The court is convinced that plaintiff’s contention is meritorious and that the motion to strike must be allowed. That conviction rests upon the pleadings and the answers to interrogatories only. 2
The complaint alleges that McClure did execute the agreements to indemnify the plaintiff for certain defined losses; that plaintiff did rely upon them and was thereby induced to execute the performance bonds here involved; and that *296 plaintiff did suffer losses of the character defined in the indemnity agreements. Copies of those agreements are attached as exhibits to the complaint. Any doubt that each of the three defenses in question rests only upon the defense of ultra vires is dispelled by the answers to interrogatories; in effect, that McClure lacked the corporate authority to enter into the agreements, and that Lynch and Shanks, as McClure’s officers, were without actual authority to execute them. 3
The Illinois Statute recognized a commercial fact of life; namely, that a person who deals with agents of a corporation, who have been vested with apparent authority to act for that corporation, should be protected against loss in the event that the agent does, in fact, exceed his apparent authority in his dealings with such person. Indeed, the statute merely codified a prior existing rule of case law that ultra vires could not be pleaded in a case involving private litigants, not the state, “when it does not advance justice but on the contrary would accomplish a legal wrong if allowed.” Harmony Way Bridge Co. v. Leathers, 353 Ill. 378, 394, 187 N.E. 432, 439 (1933); Kadish v. Garden City Equitable Loan and Building Ass’n., 151 Ill. 531, 537, 38 N.E. 236 (1894). As Judge Poos accurately stated in Puerto Rico Indus. Development Co. v. J. H. Miller Mfg. Corp., 173 F.Supp. 596, 599-600 (S.D.Ill.1959), the defense of ultra vires is not available as against a party who alleges injury by his reliance upon the actions of a corporate agent who was apparently vested with authority to obligate his corporation.

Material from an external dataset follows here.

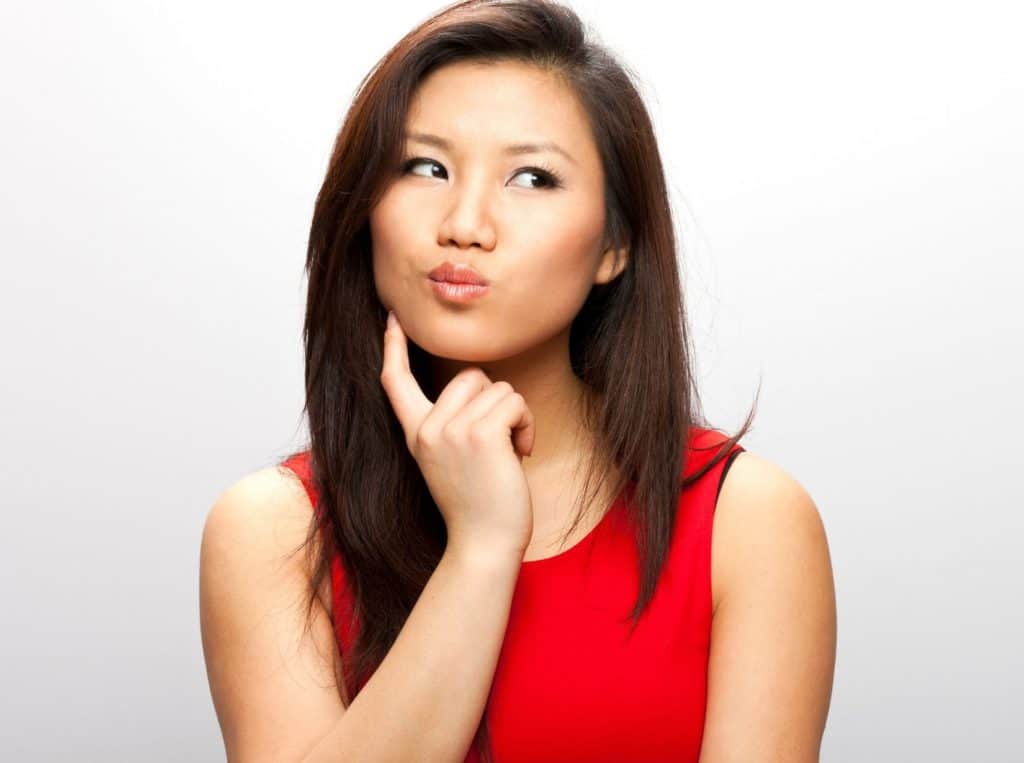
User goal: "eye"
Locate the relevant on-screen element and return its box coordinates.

The cases cited by McClure are not persuasive upon the issue before the court. Principally, McClure relies upon “great depression” cases involving corporate officers who, with full knowledge of the several lending agencies involved, sought to pledge corporate assets for their own personal benefit. I.e., Rothschild v. Sears, Roebuck & Co., 282 111. App. 380 (1935); Culhane v. Swords Co., 281 111.App. 185, 200-201 (1935); Dorsey & Co. v. Central Republic Trust Co., 277 111.App. 126, 137-139 (1934). None of these cases arose under the statute. Mound City Warehouse Co. v. Illinois Central R. Co., 51 Ill.App.2d 103, 200 N.E.2d 919 (1964), was a suit by a stranger to a contract to enjoin a lease agreement between the railroad and a competitor of the plaintiff, upon the theory that the railroad, under its constitutional charter, lacked corporate authority to enter into the agreement. The case held only that a party who had no pecuniary interest in a contract had no standing to contest that contract upon an ultra vires theory. It is obvious that the language upon which McClure relies, to the effect that only the state, or the corporation, or parties to the agreement, had any standing to question its validity is a reference to the statutory exceptions.